Auch wenn ich vom 2. Tunnel keine Wunderdinge erwarte, man sollte die
langfristigen potenziellen Schadenswirkungen eines chronisch instabilen
Betriebs für den ÖV-Anteil auch nicht unterschätzen.
| Der aktualisierte Verkehrsentwicklungsplan, der am kommenden Montag bei
| einer Diskussion im Forum des Süddeutschen Verlags vorgestellt wird,
| sieht daher einen Investitions-Mix vor - rein planerisch, versteht sich.
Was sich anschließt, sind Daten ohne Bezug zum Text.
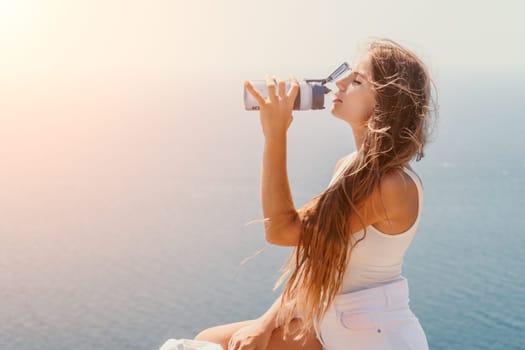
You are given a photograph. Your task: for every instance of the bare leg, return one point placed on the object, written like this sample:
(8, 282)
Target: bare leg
(221, 334)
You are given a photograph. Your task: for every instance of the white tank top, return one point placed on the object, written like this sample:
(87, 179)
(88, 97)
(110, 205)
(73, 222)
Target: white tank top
(378, 258)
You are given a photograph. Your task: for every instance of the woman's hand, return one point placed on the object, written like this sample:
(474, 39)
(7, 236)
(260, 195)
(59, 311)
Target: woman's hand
(276, 109)
(254, 336)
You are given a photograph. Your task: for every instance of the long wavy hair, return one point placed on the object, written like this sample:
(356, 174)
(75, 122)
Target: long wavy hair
(397, 131)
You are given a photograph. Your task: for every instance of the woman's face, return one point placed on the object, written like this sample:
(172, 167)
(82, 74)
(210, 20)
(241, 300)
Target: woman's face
(355, 100)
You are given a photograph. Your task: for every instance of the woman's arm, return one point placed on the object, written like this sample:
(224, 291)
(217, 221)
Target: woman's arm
(282, 224)
(268, 319)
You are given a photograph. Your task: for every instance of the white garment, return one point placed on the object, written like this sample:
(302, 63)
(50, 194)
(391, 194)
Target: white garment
(189, 344)
(378, 258)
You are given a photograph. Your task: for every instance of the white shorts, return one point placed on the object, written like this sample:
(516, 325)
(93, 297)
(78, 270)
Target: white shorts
(376, 318)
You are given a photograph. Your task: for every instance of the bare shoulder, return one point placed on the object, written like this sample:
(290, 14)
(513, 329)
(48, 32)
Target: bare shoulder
(396, 200)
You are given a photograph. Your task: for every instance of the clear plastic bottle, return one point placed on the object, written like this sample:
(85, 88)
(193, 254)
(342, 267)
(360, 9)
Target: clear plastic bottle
(310, 96)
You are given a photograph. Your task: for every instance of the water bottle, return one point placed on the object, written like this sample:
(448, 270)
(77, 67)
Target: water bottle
(309, 97)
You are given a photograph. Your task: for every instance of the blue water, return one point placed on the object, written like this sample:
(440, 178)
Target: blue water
(124, 227)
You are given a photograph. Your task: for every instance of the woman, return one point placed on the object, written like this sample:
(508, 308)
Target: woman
(369, 213)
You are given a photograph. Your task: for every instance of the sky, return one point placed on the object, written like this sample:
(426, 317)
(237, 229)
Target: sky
(59, 38)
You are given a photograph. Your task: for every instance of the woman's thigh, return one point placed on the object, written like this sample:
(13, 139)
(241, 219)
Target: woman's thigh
(221, 334)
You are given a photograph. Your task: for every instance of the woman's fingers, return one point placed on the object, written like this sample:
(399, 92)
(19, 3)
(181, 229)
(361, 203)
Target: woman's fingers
(255, 93)
(294, 89)
(282, 87)
(270, 84)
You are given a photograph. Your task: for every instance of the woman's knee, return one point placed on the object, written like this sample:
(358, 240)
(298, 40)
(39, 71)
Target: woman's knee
(221, 334)
(277, 341)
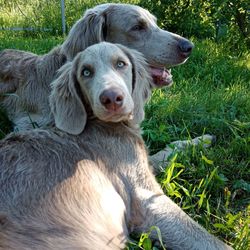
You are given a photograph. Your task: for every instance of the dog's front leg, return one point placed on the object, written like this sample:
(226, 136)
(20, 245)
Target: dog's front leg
(178, 230)
(160, 160)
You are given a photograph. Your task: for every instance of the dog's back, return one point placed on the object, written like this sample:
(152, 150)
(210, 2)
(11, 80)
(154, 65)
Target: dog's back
(64, 194)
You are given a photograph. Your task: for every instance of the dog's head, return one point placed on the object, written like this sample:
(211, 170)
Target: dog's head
(108, 79)
(135, 28)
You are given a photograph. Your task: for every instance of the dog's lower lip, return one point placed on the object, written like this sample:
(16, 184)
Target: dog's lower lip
(161, 76)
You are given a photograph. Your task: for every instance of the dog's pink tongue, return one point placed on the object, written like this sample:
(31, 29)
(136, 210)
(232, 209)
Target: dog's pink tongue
(161, 76)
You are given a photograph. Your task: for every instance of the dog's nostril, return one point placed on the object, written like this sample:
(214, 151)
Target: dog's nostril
(112, 99)
(119, 99)
(186, 46)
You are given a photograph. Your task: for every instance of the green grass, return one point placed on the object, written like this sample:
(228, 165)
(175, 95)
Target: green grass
(211, 95)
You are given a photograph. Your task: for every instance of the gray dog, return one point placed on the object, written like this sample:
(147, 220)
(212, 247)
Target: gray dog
(88, 190)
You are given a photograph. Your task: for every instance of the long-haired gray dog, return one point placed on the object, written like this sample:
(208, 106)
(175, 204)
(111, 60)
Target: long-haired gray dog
(88, 190)
(28, 76)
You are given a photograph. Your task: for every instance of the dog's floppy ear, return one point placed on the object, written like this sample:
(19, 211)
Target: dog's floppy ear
(66, 105)
(141, 81)
(90, 29)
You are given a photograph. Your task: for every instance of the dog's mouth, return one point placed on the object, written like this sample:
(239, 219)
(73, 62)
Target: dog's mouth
(161, 76)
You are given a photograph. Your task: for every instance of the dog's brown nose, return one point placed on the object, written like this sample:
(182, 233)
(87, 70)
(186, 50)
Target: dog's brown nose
(185, 47)
(112, 99)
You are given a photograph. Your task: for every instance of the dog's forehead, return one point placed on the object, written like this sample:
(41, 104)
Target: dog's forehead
(101, 53)
(132, 13)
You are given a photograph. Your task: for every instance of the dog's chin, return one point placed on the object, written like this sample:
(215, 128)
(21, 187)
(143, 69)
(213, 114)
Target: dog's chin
(161, 77)
(114, 116)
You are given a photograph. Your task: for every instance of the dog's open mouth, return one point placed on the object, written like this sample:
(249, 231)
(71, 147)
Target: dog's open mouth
(161, 76)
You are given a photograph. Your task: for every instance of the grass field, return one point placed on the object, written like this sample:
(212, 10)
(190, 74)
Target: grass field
(211, 95)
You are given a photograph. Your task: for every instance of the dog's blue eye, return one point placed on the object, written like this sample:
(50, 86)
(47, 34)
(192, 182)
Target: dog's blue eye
(86, 72)
(120, 64)
(137, 27)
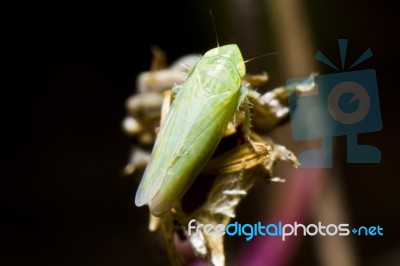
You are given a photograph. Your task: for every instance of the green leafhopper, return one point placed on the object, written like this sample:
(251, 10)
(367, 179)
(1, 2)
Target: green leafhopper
(199, 115)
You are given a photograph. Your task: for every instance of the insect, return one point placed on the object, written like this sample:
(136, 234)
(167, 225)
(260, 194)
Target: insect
(198, 117)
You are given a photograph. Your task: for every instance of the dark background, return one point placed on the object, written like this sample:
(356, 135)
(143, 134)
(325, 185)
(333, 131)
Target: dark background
(68, 69)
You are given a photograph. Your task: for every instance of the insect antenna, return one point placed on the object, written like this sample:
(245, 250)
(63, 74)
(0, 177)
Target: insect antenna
(215, 28)
(251, 59)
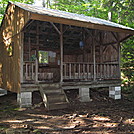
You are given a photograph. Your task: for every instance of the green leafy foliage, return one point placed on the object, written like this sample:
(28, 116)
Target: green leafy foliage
(3, 5)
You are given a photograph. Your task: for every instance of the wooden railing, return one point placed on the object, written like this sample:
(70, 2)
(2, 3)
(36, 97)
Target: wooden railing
(107, 71)
(30, 71)
(76, 70)
(85, 71)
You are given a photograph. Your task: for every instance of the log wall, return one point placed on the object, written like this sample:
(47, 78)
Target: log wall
(10, 35)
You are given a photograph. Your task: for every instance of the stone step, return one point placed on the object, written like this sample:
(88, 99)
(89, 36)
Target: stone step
(60, 105)
(53, 98)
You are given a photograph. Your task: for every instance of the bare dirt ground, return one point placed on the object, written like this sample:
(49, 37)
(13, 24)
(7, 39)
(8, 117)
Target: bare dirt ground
(100, 116)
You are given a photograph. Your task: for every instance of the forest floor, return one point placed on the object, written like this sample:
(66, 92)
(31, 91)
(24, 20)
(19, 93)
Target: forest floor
(100, 116)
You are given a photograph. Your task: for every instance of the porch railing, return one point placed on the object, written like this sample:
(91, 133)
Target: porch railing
(30, 71)
(85, 71)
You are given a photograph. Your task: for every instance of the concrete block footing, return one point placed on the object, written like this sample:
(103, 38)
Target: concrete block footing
(115, 92)
(84, 94)
(24, 99)
(3, 92)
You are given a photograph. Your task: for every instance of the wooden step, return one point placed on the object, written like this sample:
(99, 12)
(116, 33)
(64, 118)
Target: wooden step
(52, 90)
(60, 105)
(53, 98)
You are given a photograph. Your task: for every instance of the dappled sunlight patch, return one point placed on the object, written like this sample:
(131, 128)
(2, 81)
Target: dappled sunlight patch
(43, 127)
(39, 115)
(110, 125)
(100, 118)
(12, 121)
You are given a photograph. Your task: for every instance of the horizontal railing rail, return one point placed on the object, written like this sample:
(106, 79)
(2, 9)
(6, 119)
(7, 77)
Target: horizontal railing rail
(85, 70)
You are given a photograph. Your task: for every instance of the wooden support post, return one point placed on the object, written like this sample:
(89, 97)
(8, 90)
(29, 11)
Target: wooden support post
(36, 70)
(94, 61)
(61, 52)
(61, 49)
(21, 57)
(119, 58)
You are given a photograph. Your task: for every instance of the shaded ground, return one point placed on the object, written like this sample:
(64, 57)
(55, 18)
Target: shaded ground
(100, 116)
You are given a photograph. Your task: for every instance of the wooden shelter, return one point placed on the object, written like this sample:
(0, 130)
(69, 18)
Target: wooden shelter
(47, 50)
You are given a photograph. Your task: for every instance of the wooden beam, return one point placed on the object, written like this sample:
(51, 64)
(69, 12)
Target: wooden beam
(116, 37)
(55, 28)
(47, 18)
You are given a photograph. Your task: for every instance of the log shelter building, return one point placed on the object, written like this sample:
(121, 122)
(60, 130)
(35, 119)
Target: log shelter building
(51, 50)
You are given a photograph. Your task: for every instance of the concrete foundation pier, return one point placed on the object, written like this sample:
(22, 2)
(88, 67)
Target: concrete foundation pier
(115, 92)
(84, 94)
(24, 99)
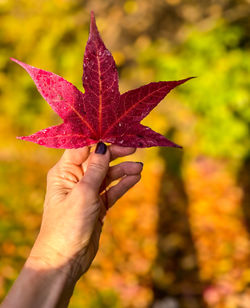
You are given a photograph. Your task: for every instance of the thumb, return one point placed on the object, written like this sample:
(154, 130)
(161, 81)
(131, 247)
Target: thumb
(97, 167)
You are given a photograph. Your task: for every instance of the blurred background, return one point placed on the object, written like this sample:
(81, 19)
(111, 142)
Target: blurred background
(180, 238)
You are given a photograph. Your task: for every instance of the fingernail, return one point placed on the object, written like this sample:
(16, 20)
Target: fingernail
(101, 148)
(139, 162)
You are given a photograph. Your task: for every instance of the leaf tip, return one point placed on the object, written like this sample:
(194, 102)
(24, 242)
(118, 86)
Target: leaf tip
(93, 27)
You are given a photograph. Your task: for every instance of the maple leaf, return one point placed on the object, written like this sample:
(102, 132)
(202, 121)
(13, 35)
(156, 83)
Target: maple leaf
(101, 113)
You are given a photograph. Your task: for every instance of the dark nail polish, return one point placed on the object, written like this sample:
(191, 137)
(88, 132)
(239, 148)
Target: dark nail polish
(101, 148)
(139, 162)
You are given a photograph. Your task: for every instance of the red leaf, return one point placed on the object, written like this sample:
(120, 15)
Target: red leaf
(101, 113)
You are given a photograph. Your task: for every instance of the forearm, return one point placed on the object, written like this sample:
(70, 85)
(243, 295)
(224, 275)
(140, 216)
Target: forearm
(40, 286)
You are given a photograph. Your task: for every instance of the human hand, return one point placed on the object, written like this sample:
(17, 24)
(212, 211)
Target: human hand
(75, 205)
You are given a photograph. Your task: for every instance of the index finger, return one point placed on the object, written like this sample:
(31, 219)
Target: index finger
(118, 151)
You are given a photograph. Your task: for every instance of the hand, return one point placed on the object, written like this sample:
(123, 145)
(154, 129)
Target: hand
(76, 203)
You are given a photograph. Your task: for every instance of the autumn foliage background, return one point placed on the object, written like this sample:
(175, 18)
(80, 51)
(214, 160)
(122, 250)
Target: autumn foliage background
(180, 238)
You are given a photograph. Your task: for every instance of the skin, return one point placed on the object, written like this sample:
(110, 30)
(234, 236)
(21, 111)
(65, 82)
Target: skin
(75, 205)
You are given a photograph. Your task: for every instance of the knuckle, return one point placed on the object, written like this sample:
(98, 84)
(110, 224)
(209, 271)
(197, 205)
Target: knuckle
(51, 172)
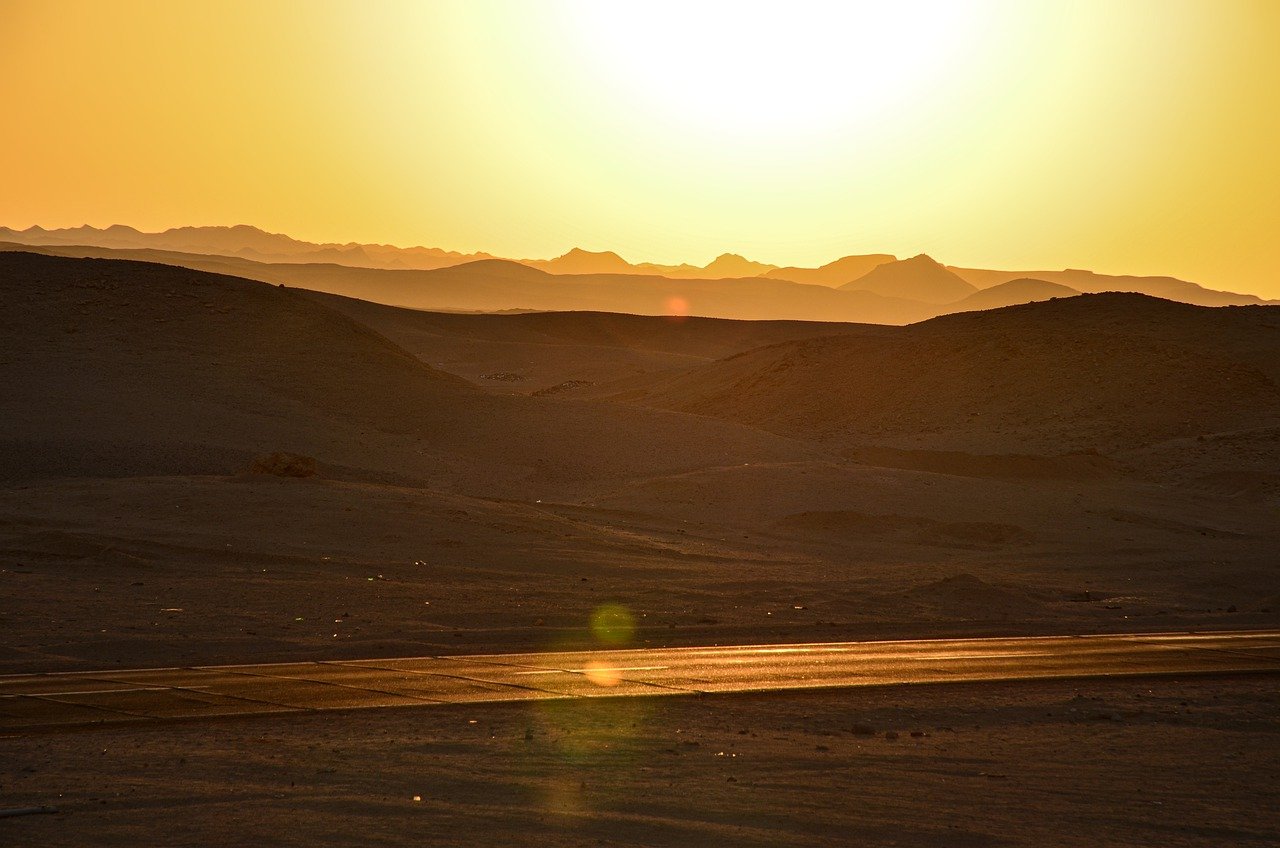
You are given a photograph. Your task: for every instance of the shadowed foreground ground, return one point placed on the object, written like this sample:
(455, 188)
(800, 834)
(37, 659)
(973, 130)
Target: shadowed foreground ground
(1157, 762)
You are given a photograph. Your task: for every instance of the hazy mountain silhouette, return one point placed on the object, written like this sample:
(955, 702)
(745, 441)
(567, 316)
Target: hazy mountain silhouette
(917, 278)
(496, 285)
(584, 261)
(837, 273)
(1015, 291)
(1112, 372)
(122, 368)
(1091, 282)
(241, 240)
(881, 288)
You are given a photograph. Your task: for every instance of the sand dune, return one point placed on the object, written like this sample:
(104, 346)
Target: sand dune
(127, 368)
(1091, 282)
(444, 516)
(1102, 372)
(529, 352)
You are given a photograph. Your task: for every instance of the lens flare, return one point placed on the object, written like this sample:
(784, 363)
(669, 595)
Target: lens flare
(612, 624)
(676, 308)
(602, 674)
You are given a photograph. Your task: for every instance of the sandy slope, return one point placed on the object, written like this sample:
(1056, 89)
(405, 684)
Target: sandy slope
(1169, 762)
(562, 351)
(1096, 373)
(120, 369)
(448, 518)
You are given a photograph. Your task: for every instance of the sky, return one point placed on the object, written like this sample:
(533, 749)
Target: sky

| Ob das nötige Geld vorhanden ist, steht auf einem anderen Blatt. Unter
| anderem geht es um folgende Projekte:
|
| Bereits finanziert: Ausbau S-Bahn-Stammstrecke plus Zehn-Minuten-Takt auf
| fünf Ästen. Verlängerungen S 7 nach Geretsried, U 1 zum OEZ und U 3 nach
| Moosach. Kasernen-Tram. Neubau A 99-West, Bergson-/Lochhausener/Obere
| Mühlstraße. Ausbau A 9. Tunnel Richard-Strauss-Straße.
Das sind die Projekte, die bereits in Bau oder kurz davor sind.
| Bis 2015 realistisch: zweite S-Bahn-Stammstrecke. Ringschluss Erding.
| Ausbau S 4 und S 6-Ost. Verlängerung U 4 nach Englschalking, U 5 nach
| Pasing, U 6 nach Martinsried. Tram-Nord- und Westtangente,
| ¸¸Cosima-Express". Ausbau A 99 auf acht, Isarring auf sechs und Föhringer
| Ring auf vier Spuren. Ring-Tunnel Südwest. (Seite 42)
da ist so manches fragwürdiges dabei, namentlich die U-Verlängerungen. Was
mir als Perspektive fehlt, siehe oben.